Before Mazer invented himself as Mazer, he was Samson Mazer, and before he was Samson Mazer, he was Samson Masur—a change of two letters that transformed him from a nice, ostensibly Jewish boy to a Professional Builder of Worlds—and for most of his youth, he was Sam, S.A.M. on the hall of fame of his grandfather’s Donkey Kong machine, but mainly Sam.

I probably live under a rock not to have read this book sooner, since it became an unlikely runaway bestseller in 2022. It’s the tale of an on-again, off-again friendship that begins when a boy and a girl meet at a hospital. Sadie and Sam’s friendship eventually turns into a business partnership after they develop a popular and well-regarded video game together. When their friend Marx becomes involved in the project as their producer, the seeds of tension between Sadie and Sam are planted.

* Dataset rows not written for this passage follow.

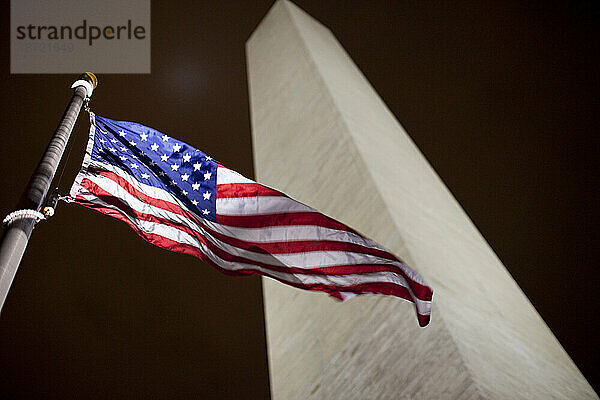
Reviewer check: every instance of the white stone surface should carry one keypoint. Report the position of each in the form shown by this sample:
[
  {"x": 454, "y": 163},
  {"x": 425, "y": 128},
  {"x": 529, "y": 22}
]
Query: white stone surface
[{"x": 323, "y": 136}]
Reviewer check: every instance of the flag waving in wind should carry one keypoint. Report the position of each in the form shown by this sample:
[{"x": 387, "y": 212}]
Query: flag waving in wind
[{"x": 180, "y": 199}]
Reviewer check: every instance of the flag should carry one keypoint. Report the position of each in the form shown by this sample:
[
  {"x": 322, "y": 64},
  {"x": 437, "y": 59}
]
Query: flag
[{"x": 178, "y": 198}]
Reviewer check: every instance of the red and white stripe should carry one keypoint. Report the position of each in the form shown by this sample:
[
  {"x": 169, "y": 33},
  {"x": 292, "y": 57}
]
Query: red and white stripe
[{"x": 258, "y": 231}]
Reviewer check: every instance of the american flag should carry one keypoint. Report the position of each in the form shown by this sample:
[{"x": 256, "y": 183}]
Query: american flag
[{"x": 178, "y": 198}]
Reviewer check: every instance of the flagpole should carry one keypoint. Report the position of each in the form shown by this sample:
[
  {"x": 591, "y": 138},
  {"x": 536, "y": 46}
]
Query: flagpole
[{"x": 20, "y": 223}]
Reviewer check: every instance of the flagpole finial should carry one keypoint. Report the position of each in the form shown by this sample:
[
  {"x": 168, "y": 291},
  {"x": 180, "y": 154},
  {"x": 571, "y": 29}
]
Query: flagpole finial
[{"x": 88, "y": 80}]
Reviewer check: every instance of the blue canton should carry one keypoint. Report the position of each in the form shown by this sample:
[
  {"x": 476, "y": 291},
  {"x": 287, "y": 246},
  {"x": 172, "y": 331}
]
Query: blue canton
[{"x": 158, "y": 160}]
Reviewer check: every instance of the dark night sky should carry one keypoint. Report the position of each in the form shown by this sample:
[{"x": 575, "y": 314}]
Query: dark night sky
[{"x": 499, "y": 96}]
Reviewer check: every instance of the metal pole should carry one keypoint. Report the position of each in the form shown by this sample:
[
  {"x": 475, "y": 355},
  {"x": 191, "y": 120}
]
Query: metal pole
[{"x": 18, "y": 230}]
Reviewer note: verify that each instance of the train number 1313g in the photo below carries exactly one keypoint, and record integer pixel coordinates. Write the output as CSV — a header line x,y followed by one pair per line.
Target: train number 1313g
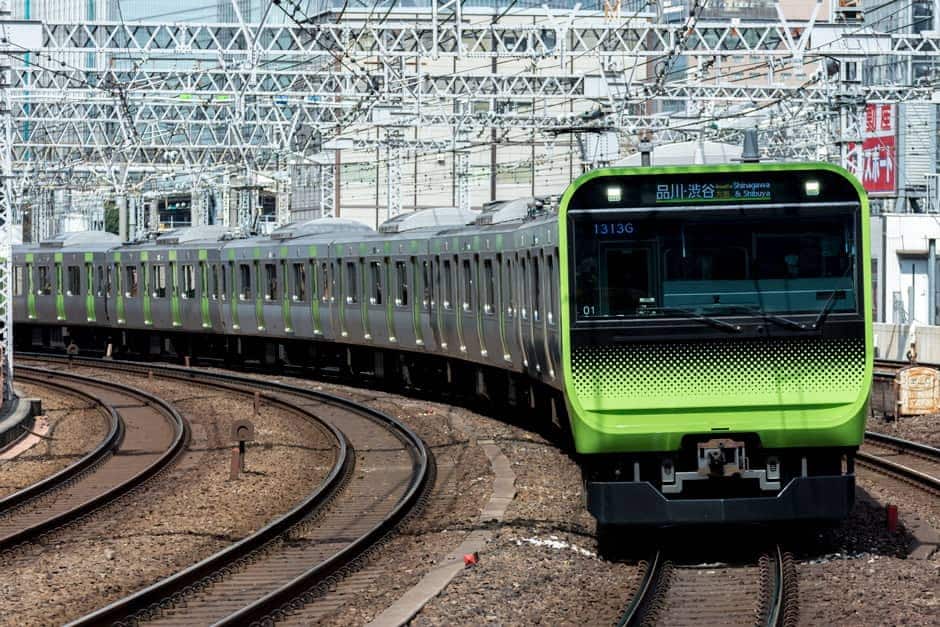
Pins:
x,y
613,228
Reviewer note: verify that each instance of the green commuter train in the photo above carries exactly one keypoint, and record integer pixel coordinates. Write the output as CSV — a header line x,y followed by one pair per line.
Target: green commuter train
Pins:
x,y
703,333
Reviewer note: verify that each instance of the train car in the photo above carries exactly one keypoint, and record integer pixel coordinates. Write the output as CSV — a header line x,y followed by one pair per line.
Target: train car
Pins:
x,y
703,334
717,347
63,280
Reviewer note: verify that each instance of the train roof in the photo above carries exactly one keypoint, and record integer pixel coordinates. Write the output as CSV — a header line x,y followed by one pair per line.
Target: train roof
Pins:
x,y
90,241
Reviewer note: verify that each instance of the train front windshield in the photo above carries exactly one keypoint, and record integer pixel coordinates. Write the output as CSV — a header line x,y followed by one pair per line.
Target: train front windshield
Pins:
x,y
777,261
773,243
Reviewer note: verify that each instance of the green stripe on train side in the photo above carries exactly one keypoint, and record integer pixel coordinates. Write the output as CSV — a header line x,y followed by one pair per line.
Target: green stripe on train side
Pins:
x,y
144,280
31,292
204,288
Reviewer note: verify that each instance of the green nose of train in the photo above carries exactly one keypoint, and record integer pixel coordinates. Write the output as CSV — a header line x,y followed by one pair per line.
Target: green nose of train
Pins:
x,y
718,357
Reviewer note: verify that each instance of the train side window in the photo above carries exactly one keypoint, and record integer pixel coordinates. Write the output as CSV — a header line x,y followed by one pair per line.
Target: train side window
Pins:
x,y
300,282
467,273
45,282
448,285
375,276
509,295
401,281
352,283
203,279
523,284
427,298
133,283
225,274
174,279
17,280
189,281
536,289
245,275
270,282
214,294
74,281
159,280
489,287
325,282
550,304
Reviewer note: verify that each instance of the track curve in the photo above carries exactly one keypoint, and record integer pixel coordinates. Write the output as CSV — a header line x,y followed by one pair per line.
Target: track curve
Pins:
x,y
279,572
145,436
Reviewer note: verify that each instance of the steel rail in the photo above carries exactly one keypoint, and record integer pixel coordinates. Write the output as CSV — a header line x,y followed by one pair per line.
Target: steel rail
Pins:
x,y
653,588
111,440
162,461
271,603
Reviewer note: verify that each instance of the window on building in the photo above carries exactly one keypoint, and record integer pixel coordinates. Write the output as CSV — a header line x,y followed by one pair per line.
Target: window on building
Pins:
x,y
189,281
375,276
401,282
244,270
270,282
300,282
352,283
74,280
132,282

The book follows not just the development of Sadie and Sam’s friendship but also the development of the video game industry, and this allows it to be both intimate and wide-encompassing in a way I associate with multigenerational sagas or war sagas, though it is not really a saga. At heart it’s a very personal story of a boy and a girl whose very innocent friendship is tested when they grow up and all the messiness of early adulthood enters their relationship.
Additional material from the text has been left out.